Im digitalen Zeitalter ist aber nun offenbar Schluß mit lustig. In den USA und Kanada will man (oder hat schon) Minispiele wie Solitaire oder Minesweeper von den Büro-PCs vertreiben, weil die Mitarbeiter zuviel Zeit mit dem Spielen verbringen.
Ein kalifornischer Abgeordneter namens Leland Yee reiht Computerspiele in dieselbe Kategorie wie Pornos und Alkohol.
Das finde ich sehr treffend.
An der Nachfrage solcher Genußmittel kann man erkennen, wie zentral das Problem eingeschätzt wird. Stellen wir uns vor, eindimensionale, sinnentleerte und ohne Folgenabschätzung vorgetragene Gedanken würden einfach verboten. Die meisten Politiker, Experten und anderen Profilneurotiker müssten erst lange denken, bevor sie öffentliche Mitteilungen in Pressemitteilungen oder Interview hinein blasen. Das gäbe eine heilige Ruhe.

Ich bin dafür, dass alles, was uns Zeit und Nerven stiehlt und auf lange Sicht schädlich ist, verbannt wird. Die Frage ist nur, was machen wir mit den Tausenden arbeitslosen Medienschaffenden und ihren Zwillingen, den Politikern und Vorständen? Kann man die auch so einfach loswerden wie Schnapsflaschen und Softwarekartons.
Wiese1 Ach ja, hier kann man übrigens das erste Computerspiel spielen, das lange vor PONG in den Sechzigern erstellt wurde. Natürlich im Weltraummillieu - was sonst interessiert abseitige Menschen. Gerade in den USA und gerade am MIT.
Pfui, Mr. Yee lassen sie uns zum Angriff blasen auf diesen Sündenpfuhl. Für eine reine Welt dank Clementine! Mit sauberen Gedanken und sauberen Zeitverschwendungen wie dem Warten auf das abgestürzte System, damit wir die Buchungen zum fünften mal eingeben können, mit dem Warten auf das Mitarbeiter-Portal, das mal wieder sehr viel Zeit braucht zum Laden der Portlets oder beim Durchsuchen der 2346 Ergebnisse der Intranetsuche. Wobei der aktuellste Treffer aus dem Jahr 1998 kommt.

Nein. Alle Time Bandits müssen weg und zwar radikal - ob Mensch oder Software. Wir müssen ja die Produktivität steigern. Denn glücklicherweise lehren die Ökonomen noch heute, dass die Nachfrage nie nachlässt; sie wandert nur in andere Märkte.

Zurzeit ist sie in Asien und bastelt dort ein Wirtschaftswunder nach dem anderen.
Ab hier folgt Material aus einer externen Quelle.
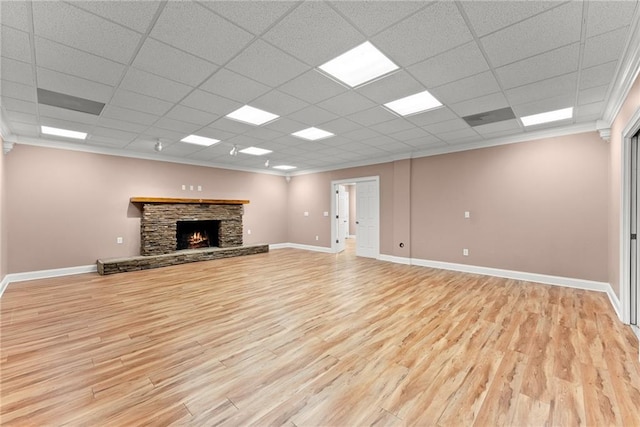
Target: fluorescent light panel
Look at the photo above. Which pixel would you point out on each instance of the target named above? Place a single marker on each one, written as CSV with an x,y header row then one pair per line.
x,y
252,115
312,134
549,116
47,130
199,140
359,65
413,104
255,151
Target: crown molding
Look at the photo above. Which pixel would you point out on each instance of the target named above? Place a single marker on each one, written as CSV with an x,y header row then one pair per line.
x,y
626,74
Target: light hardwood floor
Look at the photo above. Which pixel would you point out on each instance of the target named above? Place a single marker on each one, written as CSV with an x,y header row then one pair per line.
x,y
307,339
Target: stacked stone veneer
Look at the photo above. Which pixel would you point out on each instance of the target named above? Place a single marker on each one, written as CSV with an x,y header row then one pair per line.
x,y
159,222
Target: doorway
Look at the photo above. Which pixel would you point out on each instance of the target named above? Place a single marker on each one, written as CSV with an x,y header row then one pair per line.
x,y
367,215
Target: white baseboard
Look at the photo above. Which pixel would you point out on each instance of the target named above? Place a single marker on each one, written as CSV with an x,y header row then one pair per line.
x,y
303,247
44,274
395,259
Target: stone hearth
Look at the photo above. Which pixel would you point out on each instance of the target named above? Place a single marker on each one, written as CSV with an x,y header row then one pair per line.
x,y
158,233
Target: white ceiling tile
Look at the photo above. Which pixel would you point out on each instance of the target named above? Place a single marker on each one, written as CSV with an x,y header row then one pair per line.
x,y
17,91
176,125
467,88
312,87
15,14
503,126
372,17
372,116
15,117
592,95
589,110
455,64
555,86
604,48
346,103
361,134
427,33
432,116
151,85
446,126
166,61
234,86
15,44
107,122
549,30
266,64
210,103
279,103
254,16
191,115
481,104
340,126
18,105
136,15
285,125
74,86
197,30
489,16
549,64
57,57
230,126
69,25
321,34
64,114
542,105
124,114
313,115
134,101
392,87
604,16
16,71
597,76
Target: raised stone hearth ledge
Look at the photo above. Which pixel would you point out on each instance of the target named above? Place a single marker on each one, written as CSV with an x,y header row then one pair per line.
x,y
121,265
165,200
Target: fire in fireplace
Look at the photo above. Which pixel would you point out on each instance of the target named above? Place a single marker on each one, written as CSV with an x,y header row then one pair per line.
x,y
197,234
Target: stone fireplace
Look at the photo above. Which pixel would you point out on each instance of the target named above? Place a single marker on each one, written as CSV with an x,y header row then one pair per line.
x,y
178,231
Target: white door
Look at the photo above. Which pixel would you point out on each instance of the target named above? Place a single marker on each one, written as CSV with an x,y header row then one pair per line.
x,y
367,219
635,262
340,218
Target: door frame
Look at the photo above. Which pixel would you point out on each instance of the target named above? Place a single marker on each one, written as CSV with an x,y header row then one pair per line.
x,y
334,208
632,128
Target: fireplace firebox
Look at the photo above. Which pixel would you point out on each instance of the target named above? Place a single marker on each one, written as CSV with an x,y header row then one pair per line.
x,y
197,234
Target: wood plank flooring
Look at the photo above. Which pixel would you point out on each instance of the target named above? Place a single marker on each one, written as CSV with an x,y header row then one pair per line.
x,y
298,338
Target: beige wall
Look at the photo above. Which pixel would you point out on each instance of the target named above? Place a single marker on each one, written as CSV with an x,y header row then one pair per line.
x,y
67,208
3,220
630,106
538,207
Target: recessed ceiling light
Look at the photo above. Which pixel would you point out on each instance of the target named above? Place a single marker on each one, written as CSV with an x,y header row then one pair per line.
x,y
252,115
549,116
359,65
63,132
255,151
199,140
413,104
312,134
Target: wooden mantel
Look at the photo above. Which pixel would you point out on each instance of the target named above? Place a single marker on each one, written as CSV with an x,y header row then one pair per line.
x,y
166,200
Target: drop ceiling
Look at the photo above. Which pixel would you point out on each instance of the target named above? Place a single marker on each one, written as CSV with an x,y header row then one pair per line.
x,y
165,70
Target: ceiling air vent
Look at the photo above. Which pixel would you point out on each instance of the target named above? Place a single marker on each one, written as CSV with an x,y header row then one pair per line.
x,y
69,102
490,117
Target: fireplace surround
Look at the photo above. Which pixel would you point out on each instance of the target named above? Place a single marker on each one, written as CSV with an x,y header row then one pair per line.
x,y
159,241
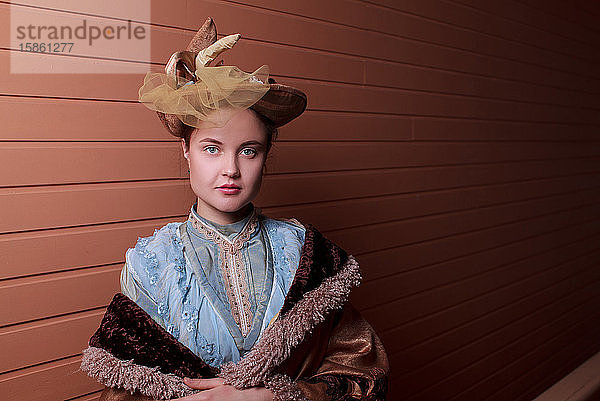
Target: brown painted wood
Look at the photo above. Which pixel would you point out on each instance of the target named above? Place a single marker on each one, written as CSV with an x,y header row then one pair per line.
x,y
452,147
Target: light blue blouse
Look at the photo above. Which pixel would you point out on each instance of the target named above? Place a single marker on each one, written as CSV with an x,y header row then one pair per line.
x,y
214,287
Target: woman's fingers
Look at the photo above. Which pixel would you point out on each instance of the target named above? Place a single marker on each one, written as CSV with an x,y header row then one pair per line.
x,y
203,384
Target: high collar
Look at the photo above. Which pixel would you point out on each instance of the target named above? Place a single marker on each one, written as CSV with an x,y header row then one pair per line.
x,y
230,231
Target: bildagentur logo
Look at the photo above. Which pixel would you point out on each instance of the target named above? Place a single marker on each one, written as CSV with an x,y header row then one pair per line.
x,y
111,36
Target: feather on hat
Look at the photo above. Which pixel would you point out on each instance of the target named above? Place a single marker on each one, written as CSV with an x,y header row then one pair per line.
x,y
190,90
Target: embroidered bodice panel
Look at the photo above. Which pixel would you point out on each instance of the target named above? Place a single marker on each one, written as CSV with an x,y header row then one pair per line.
x,y
179,277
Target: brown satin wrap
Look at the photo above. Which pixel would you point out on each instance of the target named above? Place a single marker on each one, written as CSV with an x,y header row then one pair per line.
x,y
352,364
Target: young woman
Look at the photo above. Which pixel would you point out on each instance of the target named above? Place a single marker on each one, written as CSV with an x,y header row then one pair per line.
x,y
232,304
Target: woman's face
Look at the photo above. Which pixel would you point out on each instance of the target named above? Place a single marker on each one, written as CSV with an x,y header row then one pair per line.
x,y
230,155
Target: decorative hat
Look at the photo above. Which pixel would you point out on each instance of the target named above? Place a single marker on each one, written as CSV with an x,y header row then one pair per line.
x,y
191,92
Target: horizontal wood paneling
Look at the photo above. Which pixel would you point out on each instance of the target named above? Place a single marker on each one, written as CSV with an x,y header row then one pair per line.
x,y
451,146
57,380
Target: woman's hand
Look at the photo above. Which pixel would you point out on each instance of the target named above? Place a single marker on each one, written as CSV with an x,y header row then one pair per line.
x,y
214,389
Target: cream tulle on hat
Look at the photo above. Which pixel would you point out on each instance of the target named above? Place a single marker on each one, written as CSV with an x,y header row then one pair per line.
x,y
191,92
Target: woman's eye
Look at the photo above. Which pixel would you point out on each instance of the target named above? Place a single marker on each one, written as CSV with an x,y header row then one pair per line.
x,y
248,152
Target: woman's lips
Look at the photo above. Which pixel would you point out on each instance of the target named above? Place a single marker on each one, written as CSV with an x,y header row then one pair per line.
x,y
229,190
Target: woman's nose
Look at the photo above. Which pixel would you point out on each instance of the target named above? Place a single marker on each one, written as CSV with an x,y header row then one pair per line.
x,y
231,168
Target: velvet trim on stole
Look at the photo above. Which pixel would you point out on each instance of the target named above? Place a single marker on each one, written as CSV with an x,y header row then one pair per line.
x,y
131,351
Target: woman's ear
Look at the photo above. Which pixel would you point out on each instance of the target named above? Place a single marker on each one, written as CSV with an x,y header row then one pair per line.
x,y
186,151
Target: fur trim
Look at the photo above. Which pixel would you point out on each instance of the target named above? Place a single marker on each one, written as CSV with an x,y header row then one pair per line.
x,y
284,334
284,389
114,372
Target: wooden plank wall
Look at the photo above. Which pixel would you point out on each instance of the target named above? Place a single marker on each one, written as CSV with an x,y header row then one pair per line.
x,y
451,146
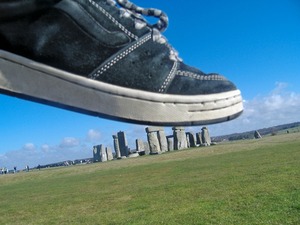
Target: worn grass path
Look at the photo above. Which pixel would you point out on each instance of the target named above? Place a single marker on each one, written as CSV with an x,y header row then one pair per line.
x,y
244,182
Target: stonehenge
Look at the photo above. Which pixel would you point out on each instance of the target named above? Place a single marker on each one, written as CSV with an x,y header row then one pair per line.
x,y
257,135
157,143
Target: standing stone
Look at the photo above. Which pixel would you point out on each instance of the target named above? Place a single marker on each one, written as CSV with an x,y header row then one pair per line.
x,y
191,139
257,135
180,141
147,148
109,154
162,140
103,154
123,144
116,146
170,143
199,138
188,141
96,153
139,144
157,140
153,143
205,137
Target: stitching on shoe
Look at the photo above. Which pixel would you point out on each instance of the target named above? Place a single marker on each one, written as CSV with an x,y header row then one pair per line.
x,y
198,76
169,78
115,21
120,56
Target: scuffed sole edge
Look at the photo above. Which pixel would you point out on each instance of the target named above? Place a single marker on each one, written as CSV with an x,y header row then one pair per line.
x,y
36,82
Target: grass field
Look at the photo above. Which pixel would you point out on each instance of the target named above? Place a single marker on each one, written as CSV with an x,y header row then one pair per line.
x,y
243,182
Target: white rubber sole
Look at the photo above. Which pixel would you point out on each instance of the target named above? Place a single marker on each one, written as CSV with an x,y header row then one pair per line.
x,y
27,79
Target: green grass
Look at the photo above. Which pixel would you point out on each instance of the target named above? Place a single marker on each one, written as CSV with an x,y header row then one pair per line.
x,y
244,182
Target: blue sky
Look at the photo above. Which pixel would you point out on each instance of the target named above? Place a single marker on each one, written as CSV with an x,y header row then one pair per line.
x,y
256,44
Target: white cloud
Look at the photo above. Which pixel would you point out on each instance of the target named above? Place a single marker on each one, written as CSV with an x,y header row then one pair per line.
x,y
69,142
278,107
93,135
29,147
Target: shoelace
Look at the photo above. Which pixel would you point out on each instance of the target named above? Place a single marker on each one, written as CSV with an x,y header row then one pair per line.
x,y
163,21
129,9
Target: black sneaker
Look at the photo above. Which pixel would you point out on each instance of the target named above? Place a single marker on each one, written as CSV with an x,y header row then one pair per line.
x,y
102,58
Ich freue mich schon auf die ganzen Zeitverschwender, die dann auf uns zukommen, wenn deren Pensionsfonds auf Beutezug gehen. Das sind dann nicht solche Spielzeugfirmen wie unsere lieben Heuschrecken. Das werden wirkliche Mächte sein. Sie werden in dreißig Jahren die letzten 10 Millionen Arbeitnehmer in Deutschland aus Effizienzgründen wegschicken - zum Saufen und Computerspielen.